3人家族で年収1300万なら家計は余裕と思いきや、月3万赤字で貯金も300万円のみ。元凶は家計費目に隠れていた巨大な「妻費」だった――。

年収1300万円でも赤字 「犯人は妻」か

●家族構成(3人家族)
薬品メーカー管理職Mさん(49)/妻48歳(専業主婦)/長男17歳(私立高校2年)
●年収 約1300万円/月収手取り76万円
●貯蓄 310万円

仕事上では良き上司として慕われ、仕事人間とも呼ばれてしまう、薬品メーカー管理職のMさん(49)。年収は約1300万円で、妻48歳(専業主婦)、長男17歳(私立高校2年)の3人家族です。

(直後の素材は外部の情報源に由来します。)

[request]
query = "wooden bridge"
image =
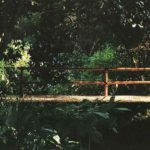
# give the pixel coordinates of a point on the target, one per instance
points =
(76, 98)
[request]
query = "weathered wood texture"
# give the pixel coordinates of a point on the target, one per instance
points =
(76, 98)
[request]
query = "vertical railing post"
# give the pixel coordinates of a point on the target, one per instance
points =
(106, 82)
(21, 82)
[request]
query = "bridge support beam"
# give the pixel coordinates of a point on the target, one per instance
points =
(106, 82)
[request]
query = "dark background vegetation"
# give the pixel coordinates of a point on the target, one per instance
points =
(45, 34)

Mさんは奥さんを連れ、暗い表情で家計相談に来ました。

「実は今、貯蓄が310万円しかありません。子どもの大学費用や受験代のことを考えると不安です。こんなに収入があるのに、お恥ずかしい」

そう話し始めるMさんの隣で、奥さんはうなずきながら、うつむいています。

Mさんの会社では、最近、希望退職制度が始まりました。先輩や同僚がそれに応じているのを見て、自分にも声がかかるかもしれないと不安になったそうです。それで、貯蓄が少ないことに焦りを感じました。

働いているのだからお金は入ってくる、そんな考えで暮らしてきたのが間違いだったと悔やんでいます。でも奥さんは奥さんで、必要なものしか買っていないと思うし、ムダ遣いはしていないつもり、と話します。

なぜこのような状況になったのかを知るため、1カ月の収支を数字で出していきました。

月の手取り収入は76万円ほど。対して支出の合計は79万超で、収支としてはマイナス3万1000円という赤字の状況。この収入を使い切って、かつ赤字にしてしまうとは、もうお金を使いすぎる習慣が身についてしまっていると言わざるをえません。

毎月の支出状況を聞き取りし、家計表にまとめました。

すると、各費目の支出が多すぎる、いわゆるメタボ家計になっていることがよくわかりました。その支出の中身を聞くと、お金を使いすぎる原因となるポイントが3つわかりました。

【高収入なのに赤字家計 ポイント1】

1つ目は、何事も「良いもの」を選んでいること。食材や衣類は素材の良いものを選びがちで、必要以上に高額になっていました。これは奥さんにすると仕方がない「消費」支出です。少しくらいならまだしも、かなりこだわりがあります。

【高収入なのに赤字家計 ポイント2】

2つ目は生命保険に入りすぎ。勧められるがままに貯蓄性の高い保険に加入し、逆に必要と思われる医療保険は手薄な状況になっているのも問題です。

【高収入なのに赤字家計 ポイント3】

3つ目は、いわゆる「妻費」の多さ。被服費、交際費、娯楽費、美容費などから奥さんの洋服、お友だち付き合い、化粧品、ネイルなどの支払いをしており、これが毎月かなりの額になっています。散財といっていいかもしれません。